C'est une de mes grandes problématiques de réflexion, et je dois avouer que je piétine pas mal entre les évidences et les reconstruction.

Personnellement, j'assume un certain nombre de cotés masculin : dans mes goûts pour la science, la logique, le rationnel, les ordinateurs... J'évolue en milieux principalement masculins dans mes études, mon boulot, mais également mes jeux, depuis que j'ai 16 ans.

D'un coté, j'ai bouffé un certains nombre de livres qui étaient censés nous expliquer les différences entre les hommes et les femmes, qui proposaient des tests pour savoir notre degrés de féminité ou de masculinité, (bah, oui, on a tous des erreurs de jeunesse), jusqu'à l'écœurement du dernier ou je me suis rendue compte que c'était bien plus la société américaine qui transpirait par ses pages qu'une quelconque différence homme/femme.

Par ailleurs, je peste contre une recrudescence des objets commercialisés "pour fille" ou "pour garçon". J'avais l'impression que dans mon enfance, les légo ou les playmobiles n'étaient pas si marqués que cela, mais c'est peut être parce que mes parents y prêtaient attention, justement...
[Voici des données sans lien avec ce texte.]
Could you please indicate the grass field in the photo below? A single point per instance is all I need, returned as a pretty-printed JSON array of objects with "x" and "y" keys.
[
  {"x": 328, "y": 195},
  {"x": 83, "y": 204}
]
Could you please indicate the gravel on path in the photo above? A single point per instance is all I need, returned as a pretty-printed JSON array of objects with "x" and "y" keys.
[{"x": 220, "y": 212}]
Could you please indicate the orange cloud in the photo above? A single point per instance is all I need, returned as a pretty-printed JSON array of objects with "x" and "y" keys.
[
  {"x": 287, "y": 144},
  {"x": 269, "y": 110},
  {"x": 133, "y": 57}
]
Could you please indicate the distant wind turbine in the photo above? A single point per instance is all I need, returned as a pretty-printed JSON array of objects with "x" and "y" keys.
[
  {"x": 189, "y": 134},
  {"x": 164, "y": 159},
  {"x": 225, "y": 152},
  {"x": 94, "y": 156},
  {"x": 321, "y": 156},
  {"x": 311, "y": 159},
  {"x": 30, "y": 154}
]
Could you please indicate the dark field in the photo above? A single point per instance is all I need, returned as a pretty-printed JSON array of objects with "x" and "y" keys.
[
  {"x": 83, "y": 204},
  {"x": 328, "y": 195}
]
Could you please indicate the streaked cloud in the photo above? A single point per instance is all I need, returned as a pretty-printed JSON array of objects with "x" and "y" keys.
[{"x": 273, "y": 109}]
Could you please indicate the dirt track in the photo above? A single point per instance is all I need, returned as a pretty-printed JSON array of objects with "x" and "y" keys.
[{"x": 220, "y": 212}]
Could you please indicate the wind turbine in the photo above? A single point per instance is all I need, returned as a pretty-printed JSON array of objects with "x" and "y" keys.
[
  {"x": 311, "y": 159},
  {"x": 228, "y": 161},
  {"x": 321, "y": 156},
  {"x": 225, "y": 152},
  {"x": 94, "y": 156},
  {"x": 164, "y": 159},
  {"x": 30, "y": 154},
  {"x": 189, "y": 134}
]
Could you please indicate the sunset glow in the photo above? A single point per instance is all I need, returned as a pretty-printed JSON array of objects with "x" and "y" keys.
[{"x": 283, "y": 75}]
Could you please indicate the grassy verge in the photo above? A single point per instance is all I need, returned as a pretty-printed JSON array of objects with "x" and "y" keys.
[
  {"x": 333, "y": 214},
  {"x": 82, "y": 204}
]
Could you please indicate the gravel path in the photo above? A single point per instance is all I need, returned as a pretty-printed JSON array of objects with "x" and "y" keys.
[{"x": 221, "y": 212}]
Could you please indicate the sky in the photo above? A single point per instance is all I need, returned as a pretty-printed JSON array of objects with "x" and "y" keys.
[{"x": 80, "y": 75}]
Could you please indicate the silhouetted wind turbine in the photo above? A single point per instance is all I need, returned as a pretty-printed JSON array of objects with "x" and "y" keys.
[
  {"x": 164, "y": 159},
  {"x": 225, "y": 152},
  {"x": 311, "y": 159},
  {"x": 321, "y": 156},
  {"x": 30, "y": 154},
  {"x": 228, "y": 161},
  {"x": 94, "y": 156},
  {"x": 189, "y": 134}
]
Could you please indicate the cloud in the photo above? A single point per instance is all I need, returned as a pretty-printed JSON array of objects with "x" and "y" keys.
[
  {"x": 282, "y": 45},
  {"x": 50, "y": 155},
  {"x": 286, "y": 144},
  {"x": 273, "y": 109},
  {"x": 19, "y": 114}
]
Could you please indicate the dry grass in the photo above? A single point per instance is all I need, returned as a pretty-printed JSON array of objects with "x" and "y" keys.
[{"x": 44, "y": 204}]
De l'autre, reconnaître que garçon manqué ou fille réussie, je me sens bien dans mon genre aujourd'hui

Alors ? Reposer la question autrement.
Et si ce n'était pas pertinent, comme partition du monde ?
Si cela n'avait aucune espèce d'importance, de constater que je suis au final celle qui souhaite communiquer le plus dans mon équipe (un comble, je vous assure !! ), que cela n'avais rien à voir avec mon sexe, mais tout simplement avec ma façon d'être ?

--

En parallèle, sans même me rendre compte que ça allait de paire, j'ai créé sur un jeu un personnage travesti (une femme qui se fait passer pour un homme). Et bien, j'ai beaucoup de difficultés à le jouer, ce personnage.
Ne serait-ce que par les pronoms et les accords !

Dans notre langue, tout individu, quel qu'il soit, quand on y fait référence dans un texte, on lui colle un genre, masculin ou féminin. J'essaye de jouer avec les pronoms ambiguës, des ille ou des el (merci Ayerdahl entre autre), mais cela focalise l'attention dessus. Parce que mon personnage n'est pas défini comme clairement d'un coté ou de l'autre, cela éclipse tout le reste de sa personnalité.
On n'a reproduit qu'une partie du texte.